The Braden book is for the most part a celebration of the river, one that mostly gives us the scenic Connecticut, the one we all cherish. It does not, however, ignore the other Connecticut – Braden’s captions address thermal and sewage pollution head on, and an afterward by Chelsea Reiff Gwyther, executive director of the Connecticut River Watershed Council, an environmental group devoted to the protection of the Connecticut, is a plea to address the problems facing the river.
Having said that, if you want the Connecticut in all its sparkling glory, grab the Braden book. You’ll understand why people like Peard and Morine wanted to paddle the whole river. Whatever the issues, much of the Connecticut is still easy on the eyes.
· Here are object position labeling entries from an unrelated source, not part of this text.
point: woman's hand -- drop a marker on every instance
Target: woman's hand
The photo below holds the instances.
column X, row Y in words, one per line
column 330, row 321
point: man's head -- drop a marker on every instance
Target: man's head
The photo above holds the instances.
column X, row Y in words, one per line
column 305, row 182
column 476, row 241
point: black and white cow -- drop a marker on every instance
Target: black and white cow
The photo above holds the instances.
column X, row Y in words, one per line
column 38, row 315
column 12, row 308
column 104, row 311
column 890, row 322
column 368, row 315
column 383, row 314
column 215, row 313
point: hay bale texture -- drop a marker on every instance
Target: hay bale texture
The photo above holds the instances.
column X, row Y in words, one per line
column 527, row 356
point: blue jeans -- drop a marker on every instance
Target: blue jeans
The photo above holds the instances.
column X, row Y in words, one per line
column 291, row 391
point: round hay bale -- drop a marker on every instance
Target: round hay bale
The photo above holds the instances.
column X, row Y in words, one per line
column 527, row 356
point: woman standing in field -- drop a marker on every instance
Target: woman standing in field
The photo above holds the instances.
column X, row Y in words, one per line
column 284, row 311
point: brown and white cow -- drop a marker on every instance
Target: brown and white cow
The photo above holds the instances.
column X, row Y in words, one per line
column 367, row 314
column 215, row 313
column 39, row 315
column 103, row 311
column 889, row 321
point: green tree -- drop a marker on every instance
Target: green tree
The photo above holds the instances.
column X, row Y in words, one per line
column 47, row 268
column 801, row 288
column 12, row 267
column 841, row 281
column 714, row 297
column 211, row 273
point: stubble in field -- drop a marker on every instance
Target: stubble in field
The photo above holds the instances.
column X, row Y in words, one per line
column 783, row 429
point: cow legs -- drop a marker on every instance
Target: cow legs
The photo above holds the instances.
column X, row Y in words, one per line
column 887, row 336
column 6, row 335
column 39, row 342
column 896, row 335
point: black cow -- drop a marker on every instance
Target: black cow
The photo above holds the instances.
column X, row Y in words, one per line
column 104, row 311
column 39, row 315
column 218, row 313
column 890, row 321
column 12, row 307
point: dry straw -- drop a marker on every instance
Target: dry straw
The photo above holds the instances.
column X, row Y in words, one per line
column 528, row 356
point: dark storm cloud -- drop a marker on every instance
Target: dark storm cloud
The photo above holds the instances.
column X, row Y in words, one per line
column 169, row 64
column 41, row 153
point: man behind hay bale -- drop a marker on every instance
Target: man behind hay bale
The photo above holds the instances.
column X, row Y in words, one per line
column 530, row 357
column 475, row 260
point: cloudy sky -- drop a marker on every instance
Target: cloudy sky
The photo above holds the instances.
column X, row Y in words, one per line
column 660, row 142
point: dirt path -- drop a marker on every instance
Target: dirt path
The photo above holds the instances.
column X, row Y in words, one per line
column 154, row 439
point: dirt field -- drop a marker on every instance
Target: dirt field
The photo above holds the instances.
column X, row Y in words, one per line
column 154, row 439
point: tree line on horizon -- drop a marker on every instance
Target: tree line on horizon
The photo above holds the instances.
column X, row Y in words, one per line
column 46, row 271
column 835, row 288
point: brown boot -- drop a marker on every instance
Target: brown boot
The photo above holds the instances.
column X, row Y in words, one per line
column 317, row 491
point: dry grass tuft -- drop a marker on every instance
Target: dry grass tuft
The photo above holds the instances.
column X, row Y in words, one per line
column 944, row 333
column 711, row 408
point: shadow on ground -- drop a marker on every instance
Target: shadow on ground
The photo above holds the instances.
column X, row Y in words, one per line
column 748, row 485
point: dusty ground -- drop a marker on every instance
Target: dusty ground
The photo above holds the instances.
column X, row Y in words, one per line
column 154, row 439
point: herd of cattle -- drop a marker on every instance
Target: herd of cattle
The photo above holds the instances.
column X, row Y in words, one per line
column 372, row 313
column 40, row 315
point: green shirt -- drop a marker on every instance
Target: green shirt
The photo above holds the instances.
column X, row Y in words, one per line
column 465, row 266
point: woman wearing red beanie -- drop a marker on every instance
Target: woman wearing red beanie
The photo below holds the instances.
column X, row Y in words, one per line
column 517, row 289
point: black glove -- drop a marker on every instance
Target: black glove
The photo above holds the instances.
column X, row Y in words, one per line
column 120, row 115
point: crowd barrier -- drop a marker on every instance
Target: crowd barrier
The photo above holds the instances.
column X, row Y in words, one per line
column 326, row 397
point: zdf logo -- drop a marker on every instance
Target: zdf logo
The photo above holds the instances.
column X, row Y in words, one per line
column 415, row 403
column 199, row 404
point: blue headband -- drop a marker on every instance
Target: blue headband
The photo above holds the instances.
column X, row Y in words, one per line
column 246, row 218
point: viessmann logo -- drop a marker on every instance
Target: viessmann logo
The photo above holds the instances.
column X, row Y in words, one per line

Two Coots gets to the nitty-gritty of the Connecticut in an account that is at times funny, at times angry, at times poignant. When Peard called Morine and suggested they canoe the Connecticut, Morine agreed with one condition. No camping. They would rely on strangers along the river to welcome them into their homes. They would mooch their way down the river.
They pulled it off. The Watershed Council put out a news release and e-mailed its membership. Morine and Peard were inundated with offers of lodging for a night. Those nights with strangers along the 410-mile length of the Connecticut are literal and figurative windows into life along the river, and enrich Morine’s book.
For two decades Morine was the head of land acquistion for The Nature Conservancy, and he well knows the harm that dams do. “There are seventeen dams on the Connecticut River. All the dams are degrading, but the one at Holyoke is the worst by far: dirty and disgusting, like a ball of hair clogging up a drain.”
As for the marginal water quality in some sections of the Connecticut and many other American rivers, Morine says: “One of the great fears of Homeland Security is that terrorists will contaminate our water supply. If clean, potable water is so important to our homeland security, why aren’t we aggressively cleaning up our rivers?”
But Two Coots is no jeremiad. It is an honest, enjoyable, playful and ultimately insightful account of their trip, one in which the highs and lows of each day – and a long river trip will have many highs and lows – leave us with a real feel for the river. Both rivers.